In summary, there is mounting evidence for the adaptation of Black Vultures to increasingly
urban and suburban habitats throughout this species’ range in North and South America.
Reports of increasing roosting and feeding in urban and suburban landscapes across North
America, with increased associated risks for human-vulture conflict, make a strong argument
for inclusion of Black Vultures in urban ecology studies. In particular, additional research examining
how food availability, amount and type of anthropogenic landscape disturbance, built
environment characteristics, flight support factors, and wildlife predation influence Black
Vulture nest site preferences in urban and suburban areas would be valuable. Black Vulture
feeding and roosting behaviors may warrant additional study as they provide opportunities for
the possibility of spillover incidents of pathogens from vultures to humans as well as to domestic
and wild species (Ottinger et al. 2021, Santiago-Alarcon and MacGregor-Fors 2020).
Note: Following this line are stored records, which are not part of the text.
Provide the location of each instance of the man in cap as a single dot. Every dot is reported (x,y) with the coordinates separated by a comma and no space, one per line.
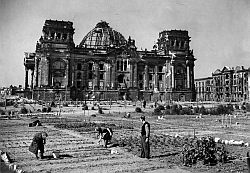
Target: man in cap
(105,134)
(38,142)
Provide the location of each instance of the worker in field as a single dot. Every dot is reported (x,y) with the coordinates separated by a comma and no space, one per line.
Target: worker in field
(38,142)
(105,135)
(145,134)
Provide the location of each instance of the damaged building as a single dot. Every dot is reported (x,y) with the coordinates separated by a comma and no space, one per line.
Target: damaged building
(106,65)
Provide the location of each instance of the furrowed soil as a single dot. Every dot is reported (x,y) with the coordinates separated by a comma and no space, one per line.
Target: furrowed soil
(73,135)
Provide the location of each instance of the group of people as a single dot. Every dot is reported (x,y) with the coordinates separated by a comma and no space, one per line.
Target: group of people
(104,134)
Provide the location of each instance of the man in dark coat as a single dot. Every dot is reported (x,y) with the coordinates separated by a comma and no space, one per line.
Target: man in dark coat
(38,142)
(145,132)
(105,134)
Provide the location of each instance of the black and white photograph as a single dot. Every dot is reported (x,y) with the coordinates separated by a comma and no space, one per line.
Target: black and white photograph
(116,86)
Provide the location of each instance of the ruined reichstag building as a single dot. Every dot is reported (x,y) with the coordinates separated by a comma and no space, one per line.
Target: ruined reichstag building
(107,66)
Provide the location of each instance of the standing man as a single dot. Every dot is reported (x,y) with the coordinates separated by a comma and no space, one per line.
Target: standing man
(105,135)
(145,132)
(38,142)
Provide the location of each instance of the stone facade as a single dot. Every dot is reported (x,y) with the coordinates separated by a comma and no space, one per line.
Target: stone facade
(107,66)
(227,84)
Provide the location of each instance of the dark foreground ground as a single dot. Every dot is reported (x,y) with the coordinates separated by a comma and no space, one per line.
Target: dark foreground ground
(73,134)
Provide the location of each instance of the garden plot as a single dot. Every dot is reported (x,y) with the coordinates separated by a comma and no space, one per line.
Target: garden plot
(79,151)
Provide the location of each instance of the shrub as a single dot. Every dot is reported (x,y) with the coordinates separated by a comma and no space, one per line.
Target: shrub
(204,149)
(175,109)
(202,110)
(186,111)
(65,104)
(168,107)
(2,112)
(138,110)
(84,107)
(237,106)
(49,109)
(100,110)
(167,112)
(52,104)
(243,107)
(44,109)
(24,110)
(157,111)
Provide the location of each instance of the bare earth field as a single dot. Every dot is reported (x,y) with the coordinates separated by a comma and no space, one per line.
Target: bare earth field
(79,151)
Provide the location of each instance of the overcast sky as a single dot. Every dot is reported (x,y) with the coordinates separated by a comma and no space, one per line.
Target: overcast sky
(219,29)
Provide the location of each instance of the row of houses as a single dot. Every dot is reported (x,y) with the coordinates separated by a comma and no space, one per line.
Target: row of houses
(227,84)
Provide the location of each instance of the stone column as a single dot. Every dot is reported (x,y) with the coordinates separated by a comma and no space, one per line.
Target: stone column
(131,70)
(188,76)
(49,72)
(96,76)
(67,73)
(172,77)
(26,78)
(146,77)
(135,75)
(156,84)
(113,75)
(32,78)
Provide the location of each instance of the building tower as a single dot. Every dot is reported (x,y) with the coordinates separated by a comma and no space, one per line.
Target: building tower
(179,66)
(53,52)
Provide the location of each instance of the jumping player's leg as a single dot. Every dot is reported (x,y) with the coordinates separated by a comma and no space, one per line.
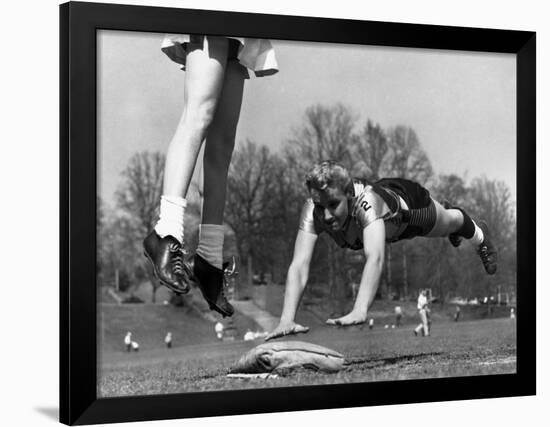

This information will improve Black Vulture management plans as this species continues to
expand its range. This report adds to the information available on nesting activities in urban
areas and echoes other researchers in highlighting the need for more research on Black Vulture
nesting activities in human-dominated landscapes.
Acknowledgements
We thank the law firm of Givens & Johnston, PLLC for sharing their observations and documenting
the nesting success. Thanks also go to anonymous reviewers for their comments on this manuscript.